On the surface, Republicans will be happy that they won’t have to answer for her exquisitely inflammatory statements anymore. Democrats will be disappointed to lose a face that launched thousands of contributions their way. You might say her departure is a small repair for the GOP’s image.

In fact, Bachmannism is far from finished. The Minnesota right-winger deserves to be memorialized with an “ism” because she perfected a tactic well-suited to the current media environment: continually toss out outlandish, baseless charges, and, eventually, some of them will enter the mainstream media — if, at first, only in the form of “coverage” of what conservative radio shows, websites or Fox News are talking about.

You don’t have to bat 1.000 or even .350 in this game. Get just a handful of your accusations and strange takes on reality into the political bloodstream and you’ve won.

Bachmann’s method is now common currency. And here’s the beautiful thing: Even as the regular media does some of your work for you, you lambaste the very same media. This only creates more pressure on them to cover you.

“I fully anticipate the mainstream liberal media to put a detrimental spin on my decision not to seek a fifth term,” she said in her eight-minute, 40-second video announcing her decision not to run. She practically invited reporters to do just that by insisting her decision did not stem from the danger she might lose re-election or because of an investigation into the finances of her 2012 presidential campaign. Is citing her denials a form of “detrimental spin?”

Her video provided choice examples of the Bachmann method and the extent to which it is now being emulated by others.

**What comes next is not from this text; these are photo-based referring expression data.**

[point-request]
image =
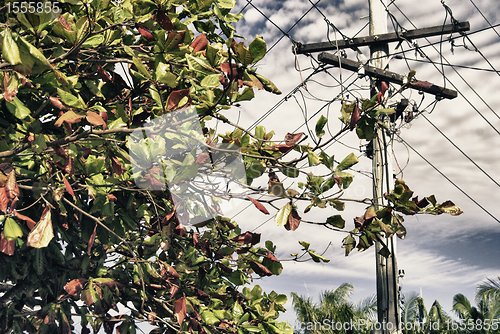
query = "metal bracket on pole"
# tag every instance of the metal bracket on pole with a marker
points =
(382, 38)
(387, 76)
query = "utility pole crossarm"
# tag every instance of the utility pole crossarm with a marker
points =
(387, 76)
(383, 38)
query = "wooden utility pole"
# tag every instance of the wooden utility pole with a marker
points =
(387, 282)
(387, 269)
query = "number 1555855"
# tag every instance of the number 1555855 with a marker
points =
(33, 7)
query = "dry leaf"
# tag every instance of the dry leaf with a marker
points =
(94, 119)
(56, 102)
(258, 205)
(75, 286)
(31, 223)
(180, 309)
(7, 246)
(42, 233)
(68, 117)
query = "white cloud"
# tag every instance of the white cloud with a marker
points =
(430, 254)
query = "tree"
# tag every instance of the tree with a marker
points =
(334, 308)
(87, 238)
(483, 318)
(89, 224)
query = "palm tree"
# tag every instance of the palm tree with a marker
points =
(334, 308)
(416, 319)
(485, 317)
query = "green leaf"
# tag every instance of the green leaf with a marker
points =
(37, 54)
(313, 158)
(268, 85)
(336, 221)
(209, 318)
(348, 162)
(348, 243)
(244, 54)
(10, 50)
(17, 108)
(93, 41)
(211, 81)
(71, 100)
(260, 131)
(141, 68)
(226, 3)
(345, 177)
(317, 257)
(237, 311)
(258, 48)
(365, 128)
(387, 111)
(39, 144)
(12, 230)
(281, 217)
(320, 125)
(246, 95)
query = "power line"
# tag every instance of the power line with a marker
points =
(475, 164)
(463, 79)
(485, 18)
(448, 179)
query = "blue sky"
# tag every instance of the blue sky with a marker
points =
(442, 255)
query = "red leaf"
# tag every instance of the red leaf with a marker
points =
(247, 238)
(201, 158)
(225, 68)
(104, 116)
(383, 87)
(91, 240)
(258, 205)
(7, 246)
(117, 166)
(174, 39)
(260, 269)
(94, 119)
(68, 167)
(165, 269)
(63, 22)
(164, 21)
(43, 232)
(180, 309)
(199, 43)
(103, 74)
(293, 221)
(8, 95)
(109, 326)
(354, 117)
(68, 117)
(175, 97)
(145, 32)
(75, 286)
(68, 187)
(151, 318)
(271, 257)
(4, 201)
(59, 151)
(11, 189)
(31, 223)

She denounced “this administration’s outrageous lack of action in Benghazi, Libya, and the subsequent political cover-up, which resulted in the deaths of four honorable, dedicated public servants.”

Note the clever construction of that sentence. It implies that it’s the administration’s “political cover-up” that led to the killings in Benghazi. It’s hard not to conclude that she’s saying those deaths were all about President Obama’s political needs.

“I’ve also called out this administration and the Treasury Department,” she added, “for allowing and perhaps even for encouraging partisan, selective enforcement against American citizens based upon their political beliefs that aren’t in line with those of the administration.”

At best, in the Bachmann formulation, Team Obama was “allowing” this political persecution to go on, which implies that the White House was fully informed of what was happening in that Cincinnati IRS office, for which there is no evidence. But she didn’t stop there: Again with no evidence, she just alleges that the administration might be guilty of “perhaps even … encouraging” the harassment of its opponents.

But hey, it’s Obama, so you can suspect anything. After all, as Bachmann once said, “most Americans are wild about America, and they are very concerned to have a president who doesn’t share those values.”

My nominee for the ultimate in Bachmannism was her slander against the program encouraging citizens to serve the nation and each other. Opposing a bill to expand AmeriCorps, she warned that “there are provisions for what I would call re-education camps for young people, where young people have to go and get trained in a philosophy that the government puts forward and then they have to go to work in some of these politically correct forums.” Cambodia under the Khmer Rouge is just around the corner.

Bachmann’s retirement should foster some soul-searching about the nature of our political discourse and how easy it is for falsehood and innuendo to get treated as just one more element in the conversation — no more or less legitimate than any other.

This is the very sort of relativism (“my ‘truth’ is as good as your ‘truth'”) that sound conservatives condemn. It ends in nihilism.

Bob Dole, one of those sound conservatives and a revered party warhorse, wanted his party to shut down for a while so it could “spend that time going over ideas and positive agendas.” Bachmannism substitutes accusations for ideas and paranoia for an agenda. Alas, there’s little reason to think it will leave the stage with her.